Título: Some o peixe, entra o lixo
Autor: Branca Nunes
Fonte: Jornal do Brasil, 28/08/2005, Rio, p. A23

O sol ainda não apareceu no horizonte quando Carlos de Oliveira Borges se levanta para preparar uma xícara de café preto e comer uma fatia de pão com manteiga. São 5h e terá início mais um dia de trabalho. A distância que separa a casa e o cais improvisado na pequena colônia de pescadores de Nova Holanda, em Bonsucesso, é vencida em poucos minutos. Carlos verifica se os remos estão em ordem, enche uma garrafa com água potável, crava o punhal entre duas madeiras da lateral do barco e desprende a corda que segura a embarcação. Alguns metros adiante, no mar da Baía de Guanabara, o pescador encontra o que procura: garrafas plásticas. Carlos é um, entre tantos antigos pescadores, que tiram das garrafas pet a garantia da sobrevivência.

Quando tinha 30 anos, Carlos se viu obrigado a trocar os peixes pelo plástico. Hoje, com 51, o homem de cabelos longos, mãos ásperas e olhar franco, acha que fez um bom negócio.

- Se eu fosse viver da pesca, morreria de fome - sentencia o pescador de garrafas.

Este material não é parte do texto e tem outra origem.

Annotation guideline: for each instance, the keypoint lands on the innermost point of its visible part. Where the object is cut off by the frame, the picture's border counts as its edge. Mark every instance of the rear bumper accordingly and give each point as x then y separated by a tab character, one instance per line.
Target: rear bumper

Todos os dias, ele percorre dezenas de quilômetros pelas águas da baía. Há três anos, uma embarcação motorizada, que facilitava seu trabalho, foi roubada. Hoje, o barco a remo, construído por ele, agüenta bravamente o trajeto que inclui, entre outros lugares, as praias de Niterói, Catalão, Bom Jesus, do Caju e da Ilha do Governador.

Por dia, Carlos chega a pescar até 200 quilos de garrafas. Pacientemente, elas são resgatadas uma a uma, com as próprias mãos. Algumas estão boiando no centro da baía e muitas outras nas margens, agarradas aos manguezais ou na areia das praias.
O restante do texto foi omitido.